LAS 355 • ECONOMY OF THE ARTS-W
12:30 PM-2:00 PM
An exploration of the economics production and consumption in the visual and performing arts, the cultural industries, and cultural institutions such as museums and libraries, with a brief examination of international trade and investment in these fields, from which a variety of nagging controversies has sprung. The course provides an introduction to the growing field of cultural economics, structured so as to provide a comprehensive view in a way that is accessible to those whose background in economics is limited but also that is challenging to those majoring in economics. Basic concepts in economics will be explained, when necessary, as we go along in the belief that, put in context, the basic analytical constructs of economics can be readily understood. Students in the fine arts, film, and such will, in fact, find their knowledge of particular branches of arts production an advantage. At the same time, those who have had the foundation courses in economics will be able to build on their disciplinary familiarity to tackle more complex issues. After we compare and contrast the industrial organization of different branches of cultural production, we shall explore the role of the creative sector in development and consider what policy frameworks enhance this role. We shall particularly welcome cross-country and cross-regional comparisons as we go along. We shall conduct the course as an undergraduate seminar, inviting, from time to time, guest specialists as resource persons to give students familiarity with interview design and techniques for eliciting relevant information.

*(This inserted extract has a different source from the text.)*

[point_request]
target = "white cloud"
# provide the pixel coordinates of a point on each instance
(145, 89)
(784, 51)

Each student will prepare a paper of four pages, double-spaced, analysis on each of four topics to be assigned during the term. These will count for 64% of the grade. Consistent attendance and active participation in class discussions will count for another 16% of the grade, and the final examination will count for 20% of the grade.
James Heilbrun and Charles Gray, The Economics of Art and Culture (2001, 2nd edition) Richard E Caves, Creative Industries: Contracts between Art and Commerce (2000) Tyler Cowen, In Praise of Commercial Culture (1998) Tyler Cower, Creative Destruction: How Globalization is Changing the World's Cultures (2002) -optional References: I shall provide an extensive book list, partly annotated, to assist you in exploring the growing literature in cultural economics and the parts thereof that may be especially relevant to your particular interests. Additional bibliographic citations will enable those interested in doing so to compare cultural economics with sports economics, a kindred field to the performance arts in many respects.